Когда Пестрим назвал всех выбранных Думой, на площади вновь началось шевеление. На сей раз, несогласных было много. Но все-таки , на правой стороне собралось людей раз в пять больше, чем на левой. И вновь Пестрим объявил приговор Веча. Владимир еще раз поклонился полочанам, — Спасибо, Вече, что доверяешь мне и даешь в помощь мужей достойных. Дорогого это стоит!
Все, что приговорило Вече, позже записали на пергаменте, скрепили подписями Думы и печатью княжества. Первый камень в фундамент новой Руси был заложен.
На третий день после в Полоцк прискакал гонец от Добрыни. Тяжело спустившись с коня на землю, он протянул бывшему на дворе князю свиток и сразу отошел к тыну, распуская завязки на штанах. На это безобразие внимание никто не обратил, гонец был в своем праве. Когда он, пошатываясь от усталости, вновь подошел к Владимиру в руках у князя уже был кубок с медом, который он из своих рук поднес гонцу. Обернувшись к стоящим вокруг дружинникам, кратко приказал.
— Гонца обиходить как следует быть, что бы днесь ему отказа ни в чем не было, — и поднимаясь к себе в горницу велел сейчас же позвать к нему Будило.

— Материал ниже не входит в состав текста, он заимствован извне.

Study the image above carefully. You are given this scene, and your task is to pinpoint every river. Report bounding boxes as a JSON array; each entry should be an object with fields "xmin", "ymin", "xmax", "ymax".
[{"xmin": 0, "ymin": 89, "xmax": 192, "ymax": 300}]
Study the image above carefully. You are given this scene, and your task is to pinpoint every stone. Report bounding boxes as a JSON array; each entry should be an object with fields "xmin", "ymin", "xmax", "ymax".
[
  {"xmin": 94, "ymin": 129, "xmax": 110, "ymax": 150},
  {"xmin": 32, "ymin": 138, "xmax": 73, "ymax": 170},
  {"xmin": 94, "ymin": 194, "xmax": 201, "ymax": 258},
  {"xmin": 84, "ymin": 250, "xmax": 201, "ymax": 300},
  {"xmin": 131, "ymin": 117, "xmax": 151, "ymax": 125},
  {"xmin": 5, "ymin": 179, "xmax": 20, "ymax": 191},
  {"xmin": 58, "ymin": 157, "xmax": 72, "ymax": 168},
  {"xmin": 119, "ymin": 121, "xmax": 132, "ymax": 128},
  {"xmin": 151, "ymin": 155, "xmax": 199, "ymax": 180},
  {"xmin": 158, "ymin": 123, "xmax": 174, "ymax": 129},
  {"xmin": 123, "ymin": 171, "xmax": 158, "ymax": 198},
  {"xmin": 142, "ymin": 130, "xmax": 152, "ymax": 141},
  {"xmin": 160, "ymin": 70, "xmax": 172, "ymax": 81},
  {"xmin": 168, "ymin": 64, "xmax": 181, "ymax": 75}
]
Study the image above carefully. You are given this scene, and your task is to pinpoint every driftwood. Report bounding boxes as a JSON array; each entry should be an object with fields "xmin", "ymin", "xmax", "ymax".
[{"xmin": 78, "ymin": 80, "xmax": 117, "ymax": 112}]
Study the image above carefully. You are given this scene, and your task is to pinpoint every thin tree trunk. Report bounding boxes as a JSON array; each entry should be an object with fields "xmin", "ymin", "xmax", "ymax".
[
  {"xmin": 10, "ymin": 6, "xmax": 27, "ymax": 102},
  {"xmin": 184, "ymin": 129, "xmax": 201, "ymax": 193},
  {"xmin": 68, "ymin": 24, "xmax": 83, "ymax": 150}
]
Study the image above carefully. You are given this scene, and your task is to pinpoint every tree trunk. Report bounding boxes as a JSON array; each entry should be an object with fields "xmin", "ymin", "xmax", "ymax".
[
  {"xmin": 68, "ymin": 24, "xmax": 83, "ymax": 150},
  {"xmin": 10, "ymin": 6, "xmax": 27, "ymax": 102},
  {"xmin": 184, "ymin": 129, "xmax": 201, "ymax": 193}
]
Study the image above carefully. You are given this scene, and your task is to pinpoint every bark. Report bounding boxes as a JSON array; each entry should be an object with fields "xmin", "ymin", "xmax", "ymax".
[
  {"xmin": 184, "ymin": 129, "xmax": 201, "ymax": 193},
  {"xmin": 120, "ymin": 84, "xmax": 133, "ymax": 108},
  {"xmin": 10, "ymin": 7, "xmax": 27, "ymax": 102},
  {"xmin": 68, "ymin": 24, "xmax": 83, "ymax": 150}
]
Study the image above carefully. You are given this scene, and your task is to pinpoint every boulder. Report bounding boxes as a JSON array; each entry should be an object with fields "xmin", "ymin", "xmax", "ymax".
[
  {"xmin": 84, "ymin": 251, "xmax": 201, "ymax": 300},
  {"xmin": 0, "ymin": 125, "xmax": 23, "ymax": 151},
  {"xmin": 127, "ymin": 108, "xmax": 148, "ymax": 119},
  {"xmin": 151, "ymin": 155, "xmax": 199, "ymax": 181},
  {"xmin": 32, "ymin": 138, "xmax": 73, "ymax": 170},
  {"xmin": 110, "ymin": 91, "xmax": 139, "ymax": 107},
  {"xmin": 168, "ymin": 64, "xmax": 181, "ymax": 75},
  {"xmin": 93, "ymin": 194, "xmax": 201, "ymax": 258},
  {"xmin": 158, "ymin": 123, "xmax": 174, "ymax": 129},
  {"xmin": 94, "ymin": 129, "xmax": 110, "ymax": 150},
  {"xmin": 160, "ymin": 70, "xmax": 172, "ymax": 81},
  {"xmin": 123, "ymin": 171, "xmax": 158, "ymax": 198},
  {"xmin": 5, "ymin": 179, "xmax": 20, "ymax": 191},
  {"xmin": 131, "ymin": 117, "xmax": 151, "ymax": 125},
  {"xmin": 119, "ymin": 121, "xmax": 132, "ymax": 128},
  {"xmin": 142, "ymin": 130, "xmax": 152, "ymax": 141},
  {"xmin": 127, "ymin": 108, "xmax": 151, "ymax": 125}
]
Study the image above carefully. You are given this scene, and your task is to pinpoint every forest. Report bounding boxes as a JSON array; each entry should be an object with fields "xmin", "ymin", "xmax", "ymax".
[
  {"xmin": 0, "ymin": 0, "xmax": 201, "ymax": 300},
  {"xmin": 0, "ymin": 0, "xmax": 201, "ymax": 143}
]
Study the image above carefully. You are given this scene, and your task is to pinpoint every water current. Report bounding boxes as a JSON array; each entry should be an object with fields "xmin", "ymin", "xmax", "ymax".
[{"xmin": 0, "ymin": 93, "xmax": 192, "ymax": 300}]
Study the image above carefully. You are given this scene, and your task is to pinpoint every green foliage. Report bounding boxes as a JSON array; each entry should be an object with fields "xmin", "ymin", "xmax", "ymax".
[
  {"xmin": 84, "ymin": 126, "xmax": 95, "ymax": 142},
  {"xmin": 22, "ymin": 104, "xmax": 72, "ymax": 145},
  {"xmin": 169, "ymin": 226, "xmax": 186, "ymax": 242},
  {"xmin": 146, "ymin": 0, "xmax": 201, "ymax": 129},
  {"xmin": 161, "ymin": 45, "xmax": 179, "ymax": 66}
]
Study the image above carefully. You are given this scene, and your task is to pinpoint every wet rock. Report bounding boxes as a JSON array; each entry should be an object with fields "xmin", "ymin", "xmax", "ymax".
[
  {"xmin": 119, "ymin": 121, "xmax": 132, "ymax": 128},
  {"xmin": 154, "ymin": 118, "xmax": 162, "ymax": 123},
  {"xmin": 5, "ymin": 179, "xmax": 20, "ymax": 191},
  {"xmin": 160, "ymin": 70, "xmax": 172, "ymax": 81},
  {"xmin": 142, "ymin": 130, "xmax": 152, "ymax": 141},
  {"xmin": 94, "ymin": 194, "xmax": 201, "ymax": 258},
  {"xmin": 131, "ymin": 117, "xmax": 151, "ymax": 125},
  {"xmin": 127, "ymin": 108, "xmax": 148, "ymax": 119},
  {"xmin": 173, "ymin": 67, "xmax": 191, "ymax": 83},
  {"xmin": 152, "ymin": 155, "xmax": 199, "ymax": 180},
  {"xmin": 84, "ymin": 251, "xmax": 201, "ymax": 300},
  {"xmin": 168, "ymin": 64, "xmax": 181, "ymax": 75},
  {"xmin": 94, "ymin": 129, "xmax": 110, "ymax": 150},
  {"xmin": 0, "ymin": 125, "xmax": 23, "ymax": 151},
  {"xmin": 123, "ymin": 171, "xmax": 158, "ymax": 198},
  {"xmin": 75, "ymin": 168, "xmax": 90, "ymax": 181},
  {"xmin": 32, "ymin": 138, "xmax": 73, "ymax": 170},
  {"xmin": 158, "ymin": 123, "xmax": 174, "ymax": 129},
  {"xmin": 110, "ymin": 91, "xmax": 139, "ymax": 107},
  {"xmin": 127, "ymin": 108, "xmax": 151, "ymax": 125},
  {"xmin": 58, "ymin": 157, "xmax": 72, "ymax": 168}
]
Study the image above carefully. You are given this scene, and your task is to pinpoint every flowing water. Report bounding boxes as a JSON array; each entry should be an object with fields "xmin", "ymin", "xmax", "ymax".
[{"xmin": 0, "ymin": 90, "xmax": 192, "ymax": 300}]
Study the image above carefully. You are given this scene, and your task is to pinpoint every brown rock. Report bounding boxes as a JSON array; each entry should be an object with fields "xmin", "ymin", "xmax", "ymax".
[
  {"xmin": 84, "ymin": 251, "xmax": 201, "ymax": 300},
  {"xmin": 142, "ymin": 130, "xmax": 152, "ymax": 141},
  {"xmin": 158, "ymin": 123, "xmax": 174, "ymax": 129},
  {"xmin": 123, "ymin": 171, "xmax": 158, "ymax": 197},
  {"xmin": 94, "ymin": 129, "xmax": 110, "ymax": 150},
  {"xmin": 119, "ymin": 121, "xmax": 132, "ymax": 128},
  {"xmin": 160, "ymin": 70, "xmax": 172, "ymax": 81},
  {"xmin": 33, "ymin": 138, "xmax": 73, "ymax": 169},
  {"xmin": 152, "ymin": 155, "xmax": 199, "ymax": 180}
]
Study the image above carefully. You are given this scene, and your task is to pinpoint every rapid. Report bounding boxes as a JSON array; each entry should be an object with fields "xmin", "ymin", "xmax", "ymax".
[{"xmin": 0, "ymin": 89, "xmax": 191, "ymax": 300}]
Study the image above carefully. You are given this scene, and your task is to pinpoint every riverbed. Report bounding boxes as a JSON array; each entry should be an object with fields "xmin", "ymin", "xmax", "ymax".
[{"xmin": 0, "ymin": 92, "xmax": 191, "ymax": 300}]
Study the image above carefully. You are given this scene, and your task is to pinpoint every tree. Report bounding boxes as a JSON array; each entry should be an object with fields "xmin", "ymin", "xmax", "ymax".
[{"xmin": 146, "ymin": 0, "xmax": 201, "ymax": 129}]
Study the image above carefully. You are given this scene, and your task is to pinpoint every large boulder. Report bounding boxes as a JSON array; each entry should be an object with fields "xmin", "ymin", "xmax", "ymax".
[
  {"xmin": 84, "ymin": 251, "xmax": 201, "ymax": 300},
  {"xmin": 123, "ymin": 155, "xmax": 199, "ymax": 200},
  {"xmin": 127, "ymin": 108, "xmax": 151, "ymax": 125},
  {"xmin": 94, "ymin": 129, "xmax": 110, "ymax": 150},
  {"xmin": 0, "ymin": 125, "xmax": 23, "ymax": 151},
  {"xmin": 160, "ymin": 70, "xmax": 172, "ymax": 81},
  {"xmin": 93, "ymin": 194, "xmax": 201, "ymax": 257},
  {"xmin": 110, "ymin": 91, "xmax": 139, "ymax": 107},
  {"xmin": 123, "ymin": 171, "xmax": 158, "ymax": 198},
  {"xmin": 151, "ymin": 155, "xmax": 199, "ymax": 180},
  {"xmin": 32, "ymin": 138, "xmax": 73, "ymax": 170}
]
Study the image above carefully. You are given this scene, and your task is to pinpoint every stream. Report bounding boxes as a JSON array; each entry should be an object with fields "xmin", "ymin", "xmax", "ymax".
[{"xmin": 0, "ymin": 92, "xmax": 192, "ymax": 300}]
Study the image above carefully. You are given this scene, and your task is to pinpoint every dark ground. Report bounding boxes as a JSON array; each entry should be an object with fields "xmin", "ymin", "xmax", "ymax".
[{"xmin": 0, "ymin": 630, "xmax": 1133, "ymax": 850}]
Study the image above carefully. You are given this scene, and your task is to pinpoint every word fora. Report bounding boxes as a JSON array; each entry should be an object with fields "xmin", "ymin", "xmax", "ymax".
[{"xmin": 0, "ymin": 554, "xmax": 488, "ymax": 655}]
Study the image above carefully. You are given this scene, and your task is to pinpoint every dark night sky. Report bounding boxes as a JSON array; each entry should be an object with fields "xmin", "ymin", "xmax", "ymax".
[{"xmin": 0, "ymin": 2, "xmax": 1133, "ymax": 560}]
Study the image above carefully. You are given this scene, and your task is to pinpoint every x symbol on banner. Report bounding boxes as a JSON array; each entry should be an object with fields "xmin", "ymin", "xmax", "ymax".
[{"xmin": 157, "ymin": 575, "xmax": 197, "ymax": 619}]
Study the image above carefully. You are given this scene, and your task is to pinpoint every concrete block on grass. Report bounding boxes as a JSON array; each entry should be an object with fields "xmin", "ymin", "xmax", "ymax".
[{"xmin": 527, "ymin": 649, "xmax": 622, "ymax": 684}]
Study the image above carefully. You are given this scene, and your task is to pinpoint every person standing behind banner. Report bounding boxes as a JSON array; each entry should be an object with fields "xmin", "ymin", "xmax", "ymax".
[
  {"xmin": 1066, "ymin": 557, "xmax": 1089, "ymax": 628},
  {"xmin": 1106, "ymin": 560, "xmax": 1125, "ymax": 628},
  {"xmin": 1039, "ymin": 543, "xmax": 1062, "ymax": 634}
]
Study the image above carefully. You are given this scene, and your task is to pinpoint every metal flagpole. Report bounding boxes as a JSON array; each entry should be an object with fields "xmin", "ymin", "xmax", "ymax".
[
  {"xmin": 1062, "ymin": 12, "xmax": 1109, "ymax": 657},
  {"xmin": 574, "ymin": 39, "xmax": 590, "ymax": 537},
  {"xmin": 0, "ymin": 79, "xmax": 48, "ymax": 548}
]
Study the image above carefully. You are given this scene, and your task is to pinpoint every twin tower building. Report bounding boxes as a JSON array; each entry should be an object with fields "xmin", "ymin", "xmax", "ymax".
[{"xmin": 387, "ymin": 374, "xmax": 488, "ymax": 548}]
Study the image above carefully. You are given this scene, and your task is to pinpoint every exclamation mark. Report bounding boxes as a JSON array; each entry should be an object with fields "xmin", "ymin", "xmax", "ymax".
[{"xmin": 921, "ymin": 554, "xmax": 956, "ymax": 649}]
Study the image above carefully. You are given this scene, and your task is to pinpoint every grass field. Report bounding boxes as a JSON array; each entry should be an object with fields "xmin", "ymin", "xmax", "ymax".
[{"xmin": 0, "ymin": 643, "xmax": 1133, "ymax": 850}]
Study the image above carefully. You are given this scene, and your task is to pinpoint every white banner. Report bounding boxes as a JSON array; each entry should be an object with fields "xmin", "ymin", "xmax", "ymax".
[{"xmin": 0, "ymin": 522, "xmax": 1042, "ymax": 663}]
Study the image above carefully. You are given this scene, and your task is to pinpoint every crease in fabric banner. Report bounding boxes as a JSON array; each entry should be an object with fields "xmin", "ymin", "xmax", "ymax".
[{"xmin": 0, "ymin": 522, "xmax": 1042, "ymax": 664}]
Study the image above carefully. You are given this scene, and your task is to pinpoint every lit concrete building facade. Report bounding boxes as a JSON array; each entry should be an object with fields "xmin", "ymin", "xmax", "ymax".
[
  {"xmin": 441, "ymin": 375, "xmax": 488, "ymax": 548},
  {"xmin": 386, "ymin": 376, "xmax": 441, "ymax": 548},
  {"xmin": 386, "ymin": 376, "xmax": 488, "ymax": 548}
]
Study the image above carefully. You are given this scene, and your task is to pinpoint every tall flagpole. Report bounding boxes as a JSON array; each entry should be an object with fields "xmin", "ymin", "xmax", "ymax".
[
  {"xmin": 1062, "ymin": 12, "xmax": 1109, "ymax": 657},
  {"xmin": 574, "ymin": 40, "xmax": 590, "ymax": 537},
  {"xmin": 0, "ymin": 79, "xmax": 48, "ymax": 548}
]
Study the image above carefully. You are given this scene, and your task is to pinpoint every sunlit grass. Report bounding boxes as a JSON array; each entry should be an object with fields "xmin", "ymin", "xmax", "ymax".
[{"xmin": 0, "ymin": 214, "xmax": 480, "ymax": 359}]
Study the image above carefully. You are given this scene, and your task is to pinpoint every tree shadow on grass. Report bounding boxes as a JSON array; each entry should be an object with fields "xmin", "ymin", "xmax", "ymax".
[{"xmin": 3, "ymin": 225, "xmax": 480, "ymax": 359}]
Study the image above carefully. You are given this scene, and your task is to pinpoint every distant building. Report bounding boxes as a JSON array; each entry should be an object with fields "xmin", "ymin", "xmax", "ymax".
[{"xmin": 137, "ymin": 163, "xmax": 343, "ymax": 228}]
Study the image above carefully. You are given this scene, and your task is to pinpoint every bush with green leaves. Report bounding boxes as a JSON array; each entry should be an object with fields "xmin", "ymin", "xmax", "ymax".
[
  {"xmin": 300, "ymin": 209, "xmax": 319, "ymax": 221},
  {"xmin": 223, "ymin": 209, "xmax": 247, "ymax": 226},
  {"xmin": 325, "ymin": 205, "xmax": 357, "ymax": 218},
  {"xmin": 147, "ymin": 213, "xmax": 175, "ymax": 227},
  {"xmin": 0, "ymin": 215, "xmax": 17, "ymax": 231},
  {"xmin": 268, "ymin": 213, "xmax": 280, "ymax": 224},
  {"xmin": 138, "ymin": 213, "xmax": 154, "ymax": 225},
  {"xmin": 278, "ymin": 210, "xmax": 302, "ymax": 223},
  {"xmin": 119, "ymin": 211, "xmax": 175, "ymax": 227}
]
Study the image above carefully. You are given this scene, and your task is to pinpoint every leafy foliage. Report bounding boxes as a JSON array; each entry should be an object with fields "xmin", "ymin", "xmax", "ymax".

— Читай, — князь положил свиток перед боярином,— все вышло, как мы задумали. Подробности гонец расскажет, когда отоспится, а ты, не мешкая, собирайся в Новгород. Возьмешь две сотни печенегов, кого еще тебе нужно, и завтра утром, в путь. Там, с посадником, моим именем соберете Вече, и, хоть мытьем, хоть катаньем, получите от него выборных и такую же грамоту, как здесь. И что бы к ней все золотые пояса руки приложили, и печать княжества Новгородского.
Примечания:
Страва — поминальная трапеза.
На путях — поблизости от дороги к городу.
Крада — погребальный костер.
Домовина, столп — полуземлянку, полуизбушка, устанавливаемая на сопку на месте захоронения. Столп, предположительно, меньшего размера, чем домовина. Б.А. Рыбаков считает, что две доски над могильным крестом в виде узкой двухскатной крыши, рудимент языческого столпа.
Тризна — часть поминального обряда, воинские состязания дабы отогнать смерть за границу мира живых.
Глава 11
Вернувшись в Киев Владимир, два дня не выходил из горницы. Даже трапезовал там. От того, что устал и телесно и духовно. Он подсчитал, что из того года, как он здесь, почти половину времени провел в седле. Да не просто так, на прогулках, а в стремительных маршах, когда все рассчитано по дням, и нельзя опоздать. В остальное время разрывался, стараясь, справится с наваливающимися со всех сторон заботами, опять же боясь не успеть сделать что-то нужное. Хотелось, просто побыть наедине с самим собой, и поглядеть на этот безумный год со стороны. Теперь все, что делалось, виделось непрерывным бегом по очень тонкому льду, готовому обломиться при самой малой задержке. Или нельзя было по-иному? Может быть, никто и не смог задержать этот бег, потому что бегущий всегда успевает раньше.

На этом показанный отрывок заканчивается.